During this next section, I wanted to talk about the different types of oppression we see — because oppression occurs in many different forms.
Let’s begin by defining terms. Oppression:
- 1a : unjust or cruel exercise of authority or power
- b : something that oppresses; especially in unjust or excessive exercises of power
- 2: a sense of being weighed down in body or mind
One way to think of power, is to think of it as the privilege to oppress: the more privilege, the more access to resources on has, the more oppression they can cause.
Oppression takes two forms: physical, and emotional. Emotional oppression comes in the form of social stigmas, finances, bigotry, as well as laws, and other statutes, all of which oppress using ideology as opposed to physicality/force. Physical oppression is more obvious: though it’s important to note that violent oppression comes from both the state and the citizenry; that physical oppression is both carried out, and encouraged tacitly, by the state.

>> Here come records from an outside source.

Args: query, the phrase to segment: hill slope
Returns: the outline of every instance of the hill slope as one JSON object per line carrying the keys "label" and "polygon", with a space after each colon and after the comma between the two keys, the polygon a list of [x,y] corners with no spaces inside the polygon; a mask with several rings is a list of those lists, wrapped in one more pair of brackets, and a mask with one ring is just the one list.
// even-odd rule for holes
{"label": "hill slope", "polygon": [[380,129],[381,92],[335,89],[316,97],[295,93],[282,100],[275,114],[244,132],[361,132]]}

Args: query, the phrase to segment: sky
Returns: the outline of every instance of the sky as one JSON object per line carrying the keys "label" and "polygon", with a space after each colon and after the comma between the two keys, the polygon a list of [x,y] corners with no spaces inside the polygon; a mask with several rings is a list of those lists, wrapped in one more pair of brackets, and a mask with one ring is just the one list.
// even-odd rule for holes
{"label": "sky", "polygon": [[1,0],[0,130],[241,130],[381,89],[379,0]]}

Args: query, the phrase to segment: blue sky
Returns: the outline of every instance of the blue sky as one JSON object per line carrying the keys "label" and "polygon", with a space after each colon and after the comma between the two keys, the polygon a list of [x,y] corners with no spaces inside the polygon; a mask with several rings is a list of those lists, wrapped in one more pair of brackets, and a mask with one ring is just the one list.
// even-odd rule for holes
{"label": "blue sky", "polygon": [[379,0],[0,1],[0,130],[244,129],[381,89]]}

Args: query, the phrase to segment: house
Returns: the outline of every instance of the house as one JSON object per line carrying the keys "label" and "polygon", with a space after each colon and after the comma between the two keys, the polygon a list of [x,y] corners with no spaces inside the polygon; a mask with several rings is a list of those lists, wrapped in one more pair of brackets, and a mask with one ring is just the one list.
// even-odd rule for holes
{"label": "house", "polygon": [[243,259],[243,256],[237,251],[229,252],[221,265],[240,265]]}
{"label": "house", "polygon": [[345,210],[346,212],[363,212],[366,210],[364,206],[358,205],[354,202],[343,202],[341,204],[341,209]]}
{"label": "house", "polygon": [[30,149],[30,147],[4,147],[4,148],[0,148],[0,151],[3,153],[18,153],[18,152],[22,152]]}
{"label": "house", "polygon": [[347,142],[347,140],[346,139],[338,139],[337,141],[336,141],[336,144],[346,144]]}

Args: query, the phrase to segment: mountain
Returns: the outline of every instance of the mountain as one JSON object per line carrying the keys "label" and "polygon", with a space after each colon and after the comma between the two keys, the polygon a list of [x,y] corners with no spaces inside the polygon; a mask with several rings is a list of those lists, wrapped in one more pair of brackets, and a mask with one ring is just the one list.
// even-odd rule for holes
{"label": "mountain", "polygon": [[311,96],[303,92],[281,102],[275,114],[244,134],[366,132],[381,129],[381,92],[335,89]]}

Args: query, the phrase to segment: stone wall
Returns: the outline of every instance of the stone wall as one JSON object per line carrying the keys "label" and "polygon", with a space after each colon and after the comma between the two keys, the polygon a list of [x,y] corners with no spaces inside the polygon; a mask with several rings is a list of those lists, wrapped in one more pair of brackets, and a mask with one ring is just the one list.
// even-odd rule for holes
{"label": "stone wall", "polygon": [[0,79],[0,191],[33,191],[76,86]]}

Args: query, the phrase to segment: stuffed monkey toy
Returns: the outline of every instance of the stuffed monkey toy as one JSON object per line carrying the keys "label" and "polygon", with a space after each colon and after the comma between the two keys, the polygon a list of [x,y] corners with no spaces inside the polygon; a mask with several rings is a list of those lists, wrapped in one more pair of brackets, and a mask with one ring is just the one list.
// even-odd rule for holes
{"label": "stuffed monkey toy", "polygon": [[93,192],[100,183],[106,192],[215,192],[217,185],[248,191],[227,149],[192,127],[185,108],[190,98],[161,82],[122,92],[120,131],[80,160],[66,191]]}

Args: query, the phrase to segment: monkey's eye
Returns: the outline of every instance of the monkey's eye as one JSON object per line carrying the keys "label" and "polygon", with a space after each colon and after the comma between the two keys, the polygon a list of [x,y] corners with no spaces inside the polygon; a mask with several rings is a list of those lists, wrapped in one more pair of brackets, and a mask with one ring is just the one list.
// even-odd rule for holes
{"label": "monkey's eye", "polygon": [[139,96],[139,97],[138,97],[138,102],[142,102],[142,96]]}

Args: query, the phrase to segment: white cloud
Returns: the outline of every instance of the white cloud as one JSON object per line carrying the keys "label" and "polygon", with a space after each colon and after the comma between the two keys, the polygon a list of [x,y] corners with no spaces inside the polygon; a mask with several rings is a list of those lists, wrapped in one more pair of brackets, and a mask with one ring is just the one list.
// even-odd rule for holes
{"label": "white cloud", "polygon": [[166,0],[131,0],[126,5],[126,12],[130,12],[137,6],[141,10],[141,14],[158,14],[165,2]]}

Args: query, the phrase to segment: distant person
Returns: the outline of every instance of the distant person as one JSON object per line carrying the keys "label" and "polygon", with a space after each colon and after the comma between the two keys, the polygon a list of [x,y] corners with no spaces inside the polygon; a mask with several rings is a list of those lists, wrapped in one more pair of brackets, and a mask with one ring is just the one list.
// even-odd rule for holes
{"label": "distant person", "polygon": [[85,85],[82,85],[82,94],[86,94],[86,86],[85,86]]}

These two forms of oppression can also come passively, or actively. To try and illuminate this, I will give a few examples: Direct state violence, such as the assassinations of Black Panthers by the FBI or the U.S military/Kent State student shootings, is something I would place in active/physical oppression: whereas the media campaigns taken against resistance groups (operation COINTELPRO) in the 1960s would be categorized as active emotional because the operation was based in propaganda, and ideology. Then, the difference between active emotional oppression, and passive emotional oppression, is in the oppressor: in cases of active emotional oppression, a privileged person uses their privilege (power) to actively dismantle the social standing of a minority group; whereas in cases of passive emotional oppression, the oppressor is anyone who is following the ideas put forth by cases of active emotional oppression. Basically, the active emotional oppressor is creating the oppression, and passive oppressors spread out the oppressive ideology to other members of their social group. This brings us back to passive violent oppressors: passive violence is either mimetic of active physical oppression, or it is the playing-out of passive emotional oppression.
As I see it, any type of active oppression has to be sourced from a person of true privilege: someone who has stake in the oppression of minority groups, and someone who has the resources and connections necessary in order to do so. Passive oppression, on the other hand, tends to come from people who are themselves, to varying degrees, oppressed. People like impoverished whites, white small-business owners, the white working class — the people we most often associate with bigotry and oppression — are themselves being oppressed, by active oppressors, though to lesser degrees.
To call any single one of these forms of oppression “the worst,” would be to negate the suffering instilled by the other forms. In addition, we must realize that oppression and privilege are both trickle-down in their effects: the ruling class holds the bulk of privilege, a privilege which is founded upon and maintained by the active/passive emotional/physical oppression of minority groups; groups who are oppressed by the middle classes; the middle classes, in return, receive certain social/material privileges for maintaining the social order through oppression.
The privileges that whites end up receiving is, when it comes down to it, to have a bit more cash and better access to materials than the people they oppress: what seems to go unnoticed is all that whites lose when they choose comfort over morality. By agreeing to act as the oppressors, they not only hurt innocent minorities, and cause rifts in social relations; they actually become the oppressed: they become trapped in a world of hate painted to look like love and wisdom; paranoia is inherent. They are given certain privileges, socially and materially, that make them feel they are better than the group they are oppressing. This is where white superiority stems from. It’s kind of like two people in an ocean, both people are drowning but one person is pushing the other down so that the one person can stay above the water, for even a little bit longer.
I feel sad for the person being used, pushed down, drowned: they do not deserve that, no one deserves that; to know that you will die, and that your death is the price for someone else’s life.
It is horrifying.
But I also feel sad for the person who is going to drown anyways, but doesn’t realize it, and has unnecessarily lost their humanity in using another human life to try and preserve their own.
Tomorrow, I am going to relate this idea of the different forms of oppression to the different groups of oppressors, and the oppressed. This will hopefully start shedding light on just how large and many-sided the problem of privilege and oppression really is.